Clenching his jaw, he became even more determined never to go back, silently thanking the owner of his shelter, hoping that the unconsciously kind person didn’t discover him squeezed between the push mower and the rakes, shovels, and other implements. His back was pressed against the small shelves where the potting supplies and other tools lived when they were not in use, and he knew that he would be feeling the kinks from being crammed into that space—but it was better than being soaked and cold. He sighed, realized that he was tapping his foot against the floor and stopped—although, it would start again as soon as he stopped thinking about it.
His stomach reminded him that he had not eaten all day, so he felt around in his pack until his fingers crinkled the brown paper bag with the last of the sandwiches he had found in a dumpster behind a gas station. The use-through dates had expired, but as far as he could tell, the sandwiches were still edible. He hadn’t died.

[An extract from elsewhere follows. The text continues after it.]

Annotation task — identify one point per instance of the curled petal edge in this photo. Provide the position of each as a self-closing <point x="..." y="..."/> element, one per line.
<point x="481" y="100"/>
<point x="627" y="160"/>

Lightning flashed and thunder cracked in quick succession, so close that Larry nearly choked on his mouthful. Resuming chewing, he peered up to the small, semi-transparent window: the landscape was still blurred out of existence by the pounding H2O.  He swallowed, closing his eyes, taking a deep breath, the half-finished sandwich trembling in his hand as he sat, hypnotized by the nearly continuous flashing of indigo and rumbling of nature’s artillery.
After finishing the sandwich in a few more bites, he twisted himself into a fetal position. Using his bag as a lumpy pillow, he tried to catch a bit of sleep, which eluded him for a time, but the flashing and booming subsided, leaving him with the steady droning of the rain…
His eyes opened; the rain had stopped and the sky was clearing. With a little effort he stood and kicked open the door, knocking over the tools and quickly fixing them, then closed the door and sat the lock on the handle—like he had found it.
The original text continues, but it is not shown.